2.6. Deep learning with convolutional neural networks
Deep learning was conducted on Deep Station Entry (UEI, Tokyo, Japan) with a GeForce RTX 2080Ti graphics processing unit (NVIDIA, Calif, USA), a Core i7-8700 central processing unit (Intel, Calif, USA), and the graphical deep learning software Deep Analyzer (GHELIA, Tokyo, Japan). The conditions optimized based on the ablation and comparative studies of the previous research were as follows: CNN with Xception architecture (16) was used for deep learning and ImageNet (17) which consists of natural images was used as pre-training. The parameters of optimization are stated as follows: optimizer algorithm = Adam (learning rate = 0.0001, β1 = 0.9, β2 = 0.999, eps = le-7, decay = 0, AMSGrad = false). The batch size was automatically selected. Horizontal flip, rotation (±4.5°), shearing (0.05), and zooming (0.05) were automatically used as the data augmentation techniques. The CNNs were generated by setting the training/validation split ratio to 9:1, 8:2, or 7:3, and the epochs to 50, 100, 200, 500 or 1000 and the diagnostic results of each were validated.
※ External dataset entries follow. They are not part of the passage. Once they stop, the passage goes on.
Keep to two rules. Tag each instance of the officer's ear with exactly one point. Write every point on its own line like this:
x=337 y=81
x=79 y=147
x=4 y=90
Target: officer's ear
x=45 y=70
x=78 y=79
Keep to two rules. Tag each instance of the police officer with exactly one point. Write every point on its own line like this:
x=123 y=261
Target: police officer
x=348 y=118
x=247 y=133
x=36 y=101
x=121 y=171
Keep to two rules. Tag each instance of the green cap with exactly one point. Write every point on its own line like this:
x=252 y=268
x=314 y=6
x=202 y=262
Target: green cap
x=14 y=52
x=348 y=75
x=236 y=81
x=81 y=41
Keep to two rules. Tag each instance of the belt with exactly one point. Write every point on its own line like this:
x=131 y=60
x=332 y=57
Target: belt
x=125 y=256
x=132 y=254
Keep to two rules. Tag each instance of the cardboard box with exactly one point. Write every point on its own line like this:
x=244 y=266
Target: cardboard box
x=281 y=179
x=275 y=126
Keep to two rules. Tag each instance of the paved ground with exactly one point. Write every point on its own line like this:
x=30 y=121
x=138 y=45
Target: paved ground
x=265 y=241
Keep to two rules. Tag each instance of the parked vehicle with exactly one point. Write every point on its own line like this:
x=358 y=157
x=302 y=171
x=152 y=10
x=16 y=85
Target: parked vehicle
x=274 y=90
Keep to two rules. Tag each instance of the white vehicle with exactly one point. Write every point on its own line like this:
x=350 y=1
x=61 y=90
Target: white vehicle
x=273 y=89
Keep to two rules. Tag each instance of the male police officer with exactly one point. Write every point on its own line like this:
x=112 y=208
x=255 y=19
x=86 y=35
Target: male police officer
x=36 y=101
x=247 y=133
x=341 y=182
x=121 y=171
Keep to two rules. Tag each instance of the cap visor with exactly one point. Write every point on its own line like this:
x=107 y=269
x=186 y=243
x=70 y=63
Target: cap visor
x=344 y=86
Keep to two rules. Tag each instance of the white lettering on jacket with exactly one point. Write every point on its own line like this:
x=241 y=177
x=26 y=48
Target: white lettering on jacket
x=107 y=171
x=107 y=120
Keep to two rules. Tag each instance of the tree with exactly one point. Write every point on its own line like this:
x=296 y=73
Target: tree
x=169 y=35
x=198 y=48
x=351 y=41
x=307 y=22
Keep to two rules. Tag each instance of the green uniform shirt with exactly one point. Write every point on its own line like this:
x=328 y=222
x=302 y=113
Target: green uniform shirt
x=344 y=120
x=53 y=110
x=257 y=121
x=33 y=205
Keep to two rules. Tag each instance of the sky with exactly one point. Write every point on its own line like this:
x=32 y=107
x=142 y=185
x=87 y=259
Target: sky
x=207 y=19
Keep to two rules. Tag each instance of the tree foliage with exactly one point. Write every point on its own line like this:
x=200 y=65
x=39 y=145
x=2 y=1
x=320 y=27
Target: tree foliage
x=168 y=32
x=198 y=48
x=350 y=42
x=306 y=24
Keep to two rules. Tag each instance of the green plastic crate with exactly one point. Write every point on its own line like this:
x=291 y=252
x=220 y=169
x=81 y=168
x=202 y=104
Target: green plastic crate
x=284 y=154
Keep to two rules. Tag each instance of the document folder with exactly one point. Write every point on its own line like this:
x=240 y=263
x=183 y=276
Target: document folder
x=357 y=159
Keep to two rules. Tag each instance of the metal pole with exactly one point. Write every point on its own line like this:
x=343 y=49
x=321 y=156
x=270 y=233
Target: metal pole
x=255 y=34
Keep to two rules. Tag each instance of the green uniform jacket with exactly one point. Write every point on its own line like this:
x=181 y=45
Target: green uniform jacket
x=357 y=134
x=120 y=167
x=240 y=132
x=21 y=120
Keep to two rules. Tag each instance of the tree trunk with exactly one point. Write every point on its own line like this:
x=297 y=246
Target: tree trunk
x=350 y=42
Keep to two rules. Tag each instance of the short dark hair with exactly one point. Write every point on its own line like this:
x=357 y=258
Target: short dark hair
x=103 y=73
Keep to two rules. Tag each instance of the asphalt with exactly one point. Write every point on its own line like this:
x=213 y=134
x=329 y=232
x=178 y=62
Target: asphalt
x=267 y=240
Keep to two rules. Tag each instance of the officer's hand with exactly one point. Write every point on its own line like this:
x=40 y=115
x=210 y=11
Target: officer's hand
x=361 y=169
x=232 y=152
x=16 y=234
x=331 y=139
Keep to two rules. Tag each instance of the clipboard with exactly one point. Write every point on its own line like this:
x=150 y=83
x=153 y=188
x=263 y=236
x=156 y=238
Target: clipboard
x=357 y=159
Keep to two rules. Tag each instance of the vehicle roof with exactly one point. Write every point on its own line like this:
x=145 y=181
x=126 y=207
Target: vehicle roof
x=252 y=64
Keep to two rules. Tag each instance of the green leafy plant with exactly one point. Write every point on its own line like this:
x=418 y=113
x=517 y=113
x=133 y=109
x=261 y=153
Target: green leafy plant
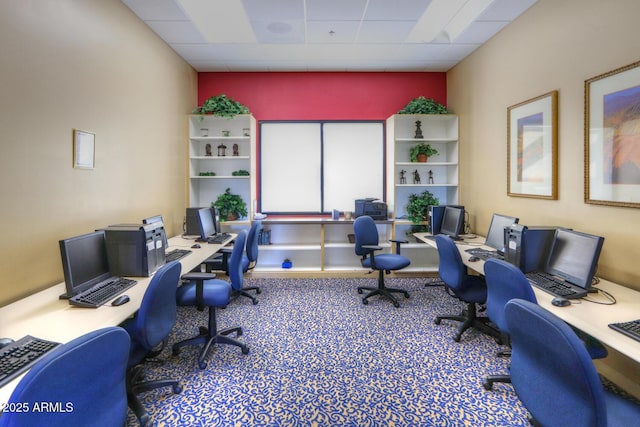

The training/validation split ratio and epochs were selected for each image set on the basis of the best performance among the CNNs with sensitivity and specificity above 0.75 (Table 2).
Table 2
The best settings for training/validation split ratio and epoch in Experiment 1 and 2
Test image set | Training image set | Training/validation split ratio | Epoch |
Experiment 1 | | | |
Axial ADC map | Axial ADC map | 9:1 | 100 |
Axial T2WI | Axial T2WI | 9:1 | 50 |
Sagittal T2WI | Sagittal T2WI | 8:2 | 50 |
Axial CE-T1WI | Axial CE-T1WI | 8:2 | 200 |
Sagittal CE-T1WI | Sagittal CE-T1WI | 8:2 | 100 |
Combined axial T2WI + ADC map | Combined axial T2WI + ADC map | 9:1 | 100 |
Combined axial T2WI + CE-T1WI | Combined axial T2WI + CE-T1WI | 9:1 | 100 |
Combined sagittal T2WI + CE-T1WI | Combined sagittal T2WI + CE-T1WI | 9:1 | 50 |
Combined axial T2WI + ADC map + CE-T1WI | Combined axial T2WI + ADC map+ CE-T1WI | 9:1 | 200 |
Experiment 2 | | | |
Axial ADC map | All axial | 8:2 | 50 |
Axial ADC map | All | 9:1 | 50 |
Axial T2WI | All T2WI | 8:2 | 100 |
Axial T2WI | All axial | 9:1 | 50 |
Axial T2WI | All | 9:1 | 50 |
Sagittal T2WI | All T2WI | 8:2 | 200 |
Sagittal T2WI | All sagittal | 8:2 | 200 |
Sagittal T2WI | All | 8:2 | 100 |
Axial CE-T1WI | All CE-T1WI | 8:2 | 50 |
Axial CE-T1WI | All axial | 8:2 | 100 |
Axial CE-T1WI | All | 8:2 | 100 |
Sagittal CE-T1WI | All CE-T1WI | 9:1 | 100 |
Sagittal CE-T1WI | All sagittal | 9:1 | 50 |
Sagittal CE-T1WI | All | 9:1 | 100 |
T2WI, T2 weighted image; ADC, Apparent Diffusion Coefficient; CE, contrast enhanced. |
2.7. Statistical analysis
Statistical analyses were conducted using EZR (Saitama Medical Center, Jichi Medical University, Saitama, Japan), a graphical user interface for R (The R Foundation for Statistical Computing, Vienna, Austria), and SPSS software (SPSS Statistics 27.0; IBM, New York, NY, USA). The clinical values for each group were compared using the Mann-Whitney U test and the chi-square test. The test data set was used to evaluate the sensitivity, specificity, and accuracy in cancer diagnosis. The receiver operating characteristic (ROC) analysis was performed to evaluate the diagnostic performance (18). For statistics, 95% confidence intervals (CIs) and significant differences were estimated. P < 0.05 was considered to be significant.